Italie: «Le Cavaliere était perçu comme un clown de la politique, ce n’est pas le cas»

Italie: «Le Cavaliere était perçu comme un clown de la politique, ce n’est pas le cas»

INTERVIEW – Maître Carlo Alberto Brusa est avocat à la cour et spécialiste de la vie politique italienne. Il répond à «20 Minutes» sur la crise politique qui ébranle l’Italie…
Propos recueillis par Faustine Vincent

Propos recueillis par Faustine Vincent

La démission surprise samedi de cinq ministres du parti de Silvio Berlusconi au sein du gouvernement de coalition en Italie a déclenché la stupeur et une nouvelle crise politique. Comment expliquez-vous cette décision?

Silvio Berlusconi est un homme qui n’a plus rien à perdre. On a sous-évalué son intelligence manichéenne. Il a une jouissance personnelle à voir qu’il peut conditionner l’avenir de l’Italie toute entière. Hormis dans les dictatures, qui a le pouvoir, par sa simple parole et son aura, de dicter la marche d’un pays? On s’est longtemps moqué du berlusconisme. Le Cavaliere était perçu comme un clown de la politique. Ce n’est pas le cas.

Quel impact ces démissions ont-elles à court terme?

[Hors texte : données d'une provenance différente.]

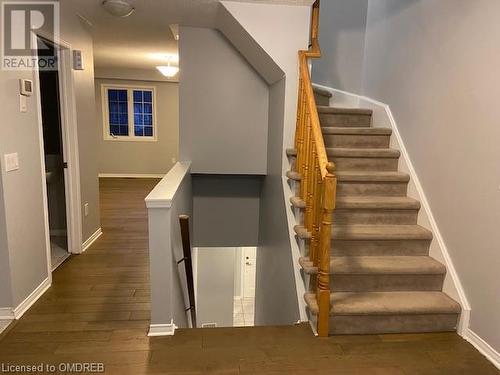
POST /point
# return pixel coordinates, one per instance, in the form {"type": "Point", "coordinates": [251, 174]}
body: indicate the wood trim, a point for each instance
{"type": "Point", "coordinates": [318, 182]}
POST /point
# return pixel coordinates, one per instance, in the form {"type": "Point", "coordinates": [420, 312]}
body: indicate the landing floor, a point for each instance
{"type": "Point", "coordinates": [98, 309]}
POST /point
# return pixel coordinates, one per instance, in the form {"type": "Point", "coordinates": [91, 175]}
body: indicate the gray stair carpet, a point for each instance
{"type": "Point", "coordinates": [382, 279]}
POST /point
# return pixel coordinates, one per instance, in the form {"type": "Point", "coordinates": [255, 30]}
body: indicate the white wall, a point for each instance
{"type": "Point", "coordinates": [169, 199]}
{"type": "Point", "coordinates": [215, 285]}
{"type": "Point", "coordinates": [342, 38]}
{"type": "Point", "coordinates": [74, 32]}
{"type": "Point", "coordinates": [126, 157]}
{"type": "Point", "coordinates": [436, 64]}
{"type": "Point", "coordinates": [223, 106]}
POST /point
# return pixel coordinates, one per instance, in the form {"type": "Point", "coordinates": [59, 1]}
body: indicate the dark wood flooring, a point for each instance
{"type": "Point", "coordinates": [97, 310]}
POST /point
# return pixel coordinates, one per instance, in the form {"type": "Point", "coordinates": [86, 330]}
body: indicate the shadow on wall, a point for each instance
{"type": "Point", "coordinates": [342, 40]}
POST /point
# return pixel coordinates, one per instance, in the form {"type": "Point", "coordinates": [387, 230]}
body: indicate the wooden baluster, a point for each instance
{"type": "Point", "coordinates": [299, 116]}
{"type": "Point", "coordinates": [323, 280]}
{"type": "Point", "coordinates": [300, 156]}
{"type": "Point", "coordinates": [310, 186]}
{"type": "Point", "coordinates": [307, 146]}
{"type": "Point", "coordinates": [314, 202]}
{"type": "Point", "coordinates": [318, 197]}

Si le président, Giorgio Napolitano [ancien communiste], ne parvient pas à former un nouveau gouvernement, cela déclenchera des élections anticipées. Entre-temps, toutes les décisions seront bloquées. Ces démissions ajoutent une nouvelle crise politique à la crise économique. C’est une catastrophe au moment où l’Italie doit entrer en récession l’année prochaine, selon les prévisions du FMI. L’Italie pourrait basculer, comme en Grèce. Il y a un risque d’embrasement, d’autant que les Brigades rouges [groupe armé italien d'extrême gauche] ne sont pas mortes!

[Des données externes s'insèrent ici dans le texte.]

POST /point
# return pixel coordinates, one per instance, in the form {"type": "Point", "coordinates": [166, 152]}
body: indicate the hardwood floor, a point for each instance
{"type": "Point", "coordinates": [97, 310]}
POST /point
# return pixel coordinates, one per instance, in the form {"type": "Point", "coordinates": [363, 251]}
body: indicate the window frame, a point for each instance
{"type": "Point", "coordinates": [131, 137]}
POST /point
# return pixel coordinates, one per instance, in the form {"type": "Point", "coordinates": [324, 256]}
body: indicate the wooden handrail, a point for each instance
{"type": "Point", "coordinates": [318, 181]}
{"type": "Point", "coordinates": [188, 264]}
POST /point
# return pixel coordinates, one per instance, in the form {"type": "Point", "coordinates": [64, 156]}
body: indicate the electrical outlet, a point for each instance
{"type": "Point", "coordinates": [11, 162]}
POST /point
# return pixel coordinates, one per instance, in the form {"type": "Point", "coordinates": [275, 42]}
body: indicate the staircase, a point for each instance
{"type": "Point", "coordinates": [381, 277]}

Quelle est la stratégie de Berlusconi?

Le 4 octobre, le Sénat devait se prononcer sur sa destitution, qui le priverait de l’immunité parlementaire [et provoquerait l’exécution de sa peine de quatre ans de prison - ramenés à un seul par une amnistie - pour fraude fiscale]. Berlusconi se bat pour ne pas perdre cette immunité.

Il a l’arrogance de penser qu’il peut gagner cette guerre et que son parti, le Peuple de la liberté (PDL, droite), peut remporter la majorité lors d’élections anticipées [c’est le parti de gauche du Premier ministre Enrico Letta qui détient actuellement la majorité] et faire annuler cette question d’immunité. S’il y parvient, il aura gagné sur la politique et la magistrature.

Peut-il bénéficier du soutien de la population?

Avant ces démissions, un sondage lui donnait 35% d’opinions favorables. Il faudrait voir à combien il est maintenant. Quoi qu’il en soit, c’est un soutien énorme. Mais il faut se rappeler que Berlusconi possède trois chaînes de télévision nationale et deux journaux – Il Giornale et le Corriere della Sera – qui disent du bien de lui. Depuis 1994, les gens sont matraqués. Il est présenté comme le meilleur, le plus beau, le plus intelligent… Aux dernières élections, il était donné à 18%. Finalement, il remporté 30% des voix. En revanche, une autre bonne partie de l’Italie le rejette.

Comment cela se traduit-il?

Par un ras-le-bol vis-à-vis de la classe politique et une abstention croissante. Il règne un fort pessimisme en Italie, pas seulement sur le plan politique. Les Italiens sont atterrés par le manque de projet et de vision de l’avenir. A cela s’ajoute la gestion catastrophique de la problématique de l’immigration, ce qui risque un jour de se réveiller. Lors de mon dernier séjour sur place, j’ai aussi constaté la montée des extrêmes. Pas celui d’un parti politique - l’équivalent du Front national n’existe pas en Italie – mais dans le langage. Face à la situation dramatique de l’Italie et l’augmentation de la pauvreté, j’ai entendu des discours qui ressemblent à ce que dit Marine Le Pen, y compris de la part de gens de gauche.